Tiger Woods

23 Feb

Last week some of us watched the apology of the richest and the most powerful sportsman in history who has been humbled by a black hole called “it’s all about me”.

Tiger Woods said, “”I thought I could get away with whatever I wanted to. I felt that I had worked hard my entire life and deserved to enjoy all the temptations around me. I felt I was entitled. Thanks to money and fame, I didn’t have to go far to find them.”

He also said: “I stopped living by the core values that I was taught to believe in. I knew my actions were wrong, but I convinced myself that normal rules didn’t apply. I never thought about who I was hurting. Instead, I thought only about myself.”

This not an attempt to tarnish Tiger but simply to draw attention to the pitfalls of modern life. Tiger does not stand alone. Right now there are ordinary people who have convinced themselves that the values and rules of society do not apply to them. They have made life personal, all about number 1. These are the spoilt generation.

Aric Sigman, in his book “The Spoilt generation”, uses that term for modern children, but I would suggest it covers the majority of society including their parents.
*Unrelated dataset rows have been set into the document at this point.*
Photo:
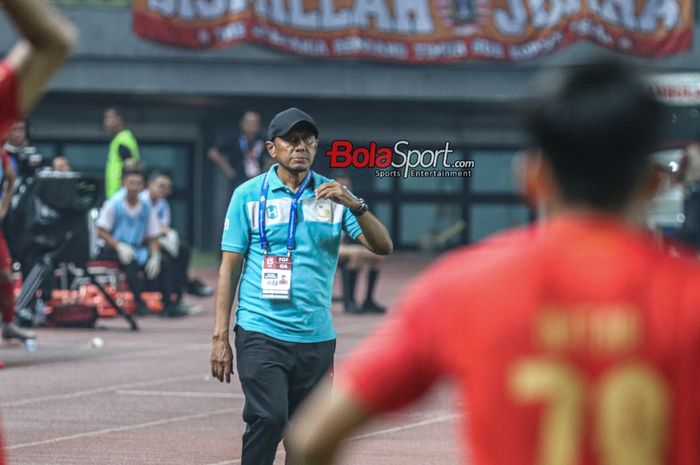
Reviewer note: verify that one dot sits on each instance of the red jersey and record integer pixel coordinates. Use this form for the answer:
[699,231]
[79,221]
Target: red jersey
[9,99]
[9,113]
[572,342]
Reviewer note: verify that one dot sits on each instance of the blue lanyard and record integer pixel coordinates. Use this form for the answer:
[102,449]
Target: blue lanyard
[292,227]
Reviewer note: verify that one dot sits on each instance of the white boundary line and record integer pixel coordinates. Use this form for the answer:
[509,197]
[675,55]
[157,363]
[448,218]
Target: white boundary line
[205,395]
[89,392]
[122,428]
[418,424]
He suggests that spoilt people have the following qualities:
• A personal sense of entitlement – I deserve whatever I want – a person with less empathy and sympathy, more interested in himself than others.
• A personal need for instant gratification – it’s not a case of wanting something, but the expectation that they will get it because they want it.

The challenge we have as individuals is to learn how to live an other focussed life in all areas of our lives, to think deeply about how what I am about to do will effect others, will society benefit or am I simply acting for my own perceived, often misguided, good?

It is so easy to live with the attitude that the world revolves around me – me-centric living – and to complain about the lack of community and the perceived increase in crime, rudeness and rage. It will only improve when we live outside ourselves – other-centric living – and factor in the impact our actions have on others.

It’s simple really – the privilege to live your life your way comes with the responsibility to live it right so that others are benefited, not harmed.